Selon le groupe de réflexion basé à Berne, le poids de la Chine dans l'économie helvétique est surestimé. Mais tout n'est pas rose pour autant.

La reprise de l'agrochimiste Syngenta par Chemchina a soulevé une vague d'inquiétudes en Suisse.
La reprise de l'agrochimiste Syngenta par Chemchina a soulevé une vague d'inquiétudes en Suisse.
Keystone

Les investissements étrangers directs sont bénéfiques pour l'économique suisse en termes de productivité, d'emploi et de recettes fiscales. Il s'agit de l'une des conclusions à laquelle est arrivé le groupe de réflexion libéral Avenir Suisse, qui publie une recherche visant à répondre aux inquiétudes suscitées par la prise de contrôle d'entreprises helvétiques par des groupes internationaux.

Ces craintes trouvent notamment leur origine dans les acquisitions récentes de fleurons suisses par des mastodontes chinois, plus particulièrement la reprise de l'agrochimiste Syngenta par Chemchina ou celle de Gategroup par le conglomérat HNA.

Le poids de la Chine dans l'économie helvétique est surestimé, affirme vendredi Avenir Suisse. L'Europe occidentale (60%), les Etats-Unis et le Canada (24%) se taillent la part du lion en termes d'investissements étrangers directs, contre 12% pour l'ensemble de l'Asie.

Entre 2014 et 2017, les transactions réalisées depuis le continent asiatique n'ont représenté que 3% de l'ensemble, explique le groupe de réflexion basé à Berne.

Tout n'est cependant pas rose dans les relations commerciales Suisse-Chine. Avenir Suisse verrait d'un bon oeil l'introduction de «règles de jeu harmonisées» avec l'Empire du Milieu, dont les autorités limitent l'accès des entreprises étrangères au marché domestique.

Pas d'accès illimité

Dans un contexte de renforcement global du protectionnisme, le groupe de réflexion a analysé le bien-fondé d'un éventuel contrôle étatique des investissements étrangers, un mécanisme que la Suisse, pays traditionnellement ouvert, envisage d'introduire.

A en croire le «think thank» libéral, un tel système s'avérerait onéreux.
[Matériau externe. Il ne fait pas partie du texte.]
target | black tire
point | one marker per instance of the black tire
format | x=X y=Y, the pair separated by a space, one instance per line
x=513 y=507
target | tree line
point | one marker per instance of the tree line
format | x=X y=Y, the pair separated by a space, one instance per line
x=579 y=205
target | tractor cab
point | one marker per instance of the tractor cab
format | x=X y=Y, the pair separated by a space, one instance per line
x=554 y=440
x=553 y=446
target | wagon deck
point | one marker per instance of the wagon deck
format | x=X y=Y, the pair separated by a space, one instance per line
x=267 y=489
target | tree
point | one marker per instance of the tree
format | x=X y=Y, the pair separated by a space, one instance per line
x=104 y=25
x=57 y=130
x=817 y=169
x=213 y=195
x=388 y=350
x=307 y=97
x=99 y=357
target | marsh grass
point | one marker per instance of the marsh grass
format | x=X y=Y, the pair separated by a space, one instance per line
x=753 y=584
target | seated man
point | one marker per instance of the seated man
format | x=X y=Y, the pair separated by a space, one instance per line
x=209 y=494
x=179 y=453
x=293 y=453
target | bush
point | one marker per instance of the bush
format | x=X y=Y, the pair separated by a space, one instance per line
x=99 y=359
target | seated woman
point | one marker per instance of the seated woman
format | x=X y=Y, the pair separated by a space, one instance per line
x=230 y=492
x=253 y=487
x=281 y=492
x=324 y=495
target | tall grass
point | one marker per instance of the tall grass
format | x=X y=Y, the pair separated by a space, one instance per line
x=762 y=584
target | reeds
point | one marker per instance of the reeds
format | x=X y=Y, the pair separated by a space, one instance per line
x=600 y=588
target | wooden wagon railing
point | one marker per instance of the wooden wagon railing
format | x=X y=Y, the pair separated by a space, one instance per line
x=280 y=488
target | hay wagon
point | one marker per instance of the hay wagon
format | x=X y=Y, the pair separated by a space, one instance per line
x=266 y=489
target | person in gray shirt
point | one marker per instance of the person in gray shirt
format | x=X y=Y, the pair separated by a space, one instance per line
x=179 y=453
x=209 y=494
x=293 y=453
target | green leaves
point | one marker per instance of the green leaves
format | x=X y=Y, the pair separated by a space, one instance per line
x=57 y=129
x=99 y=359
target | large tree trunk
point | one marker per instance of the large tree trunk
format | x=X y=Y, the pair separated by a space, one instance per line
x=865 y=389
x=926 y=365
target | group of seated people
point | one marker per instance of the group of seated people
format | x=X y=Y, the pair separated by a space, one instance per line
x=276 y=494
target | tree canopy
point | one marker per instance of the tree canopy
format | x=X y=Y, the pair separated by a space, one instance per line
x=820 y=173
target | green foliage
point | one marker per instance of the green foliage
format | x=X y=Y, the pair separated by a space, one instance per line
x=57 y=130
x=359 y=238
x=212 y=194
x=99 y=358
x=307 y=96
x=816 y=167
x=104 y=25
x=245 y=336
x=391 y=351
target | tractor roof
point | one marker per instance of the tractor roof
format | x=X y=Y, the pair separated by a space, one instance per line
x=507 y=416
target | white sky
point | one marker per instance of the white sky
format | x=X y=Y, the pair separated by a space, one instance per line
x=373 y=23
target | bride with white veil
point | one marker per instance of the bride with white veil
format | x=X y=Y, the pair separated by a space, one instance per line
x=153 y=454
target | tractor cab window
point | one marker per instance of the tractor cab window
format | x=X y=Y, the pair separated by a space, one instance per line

En 2016 et 2017, 180 acquisitions transfrontalières réalisées en Suisse - soit près de la moitié - auraient dû passer sous la loupe d'une autorité de surveillance si les règles européennes étaient appliquées sur territoire helvétique.

Considérer la Suisse comme un pays à la merci d'investisseurs étrangers bénéficiant d'un accès illimité relève par ailleurs de l'idée reçue, selon Avenir Suisse. «L'Etat a la possibilité de procéder à une expropriation à tout moment pour des raisons de sécurité nationale», souligne le communiqué. La Lex Koller, très restrictive dans le domaine de l'immobilier en comparaison européenne, est citée en exemple de cet arsenal législatif.

Le contrôle des investissements étrangers n'est pas un instrument efficace, tranche Avenir Suisse, qui admet néanmoins que les «dangers de l'espionnage industriel et de la violation des droits de propriété ne doivent pas être ignorés».

Un seul renforcement s'imposerait en Suisse, à savoir celui du contrôle des fusions. Avenir Suisse s'inquiète en effet des nombreuses concentrations qui nuisent à la concurrence.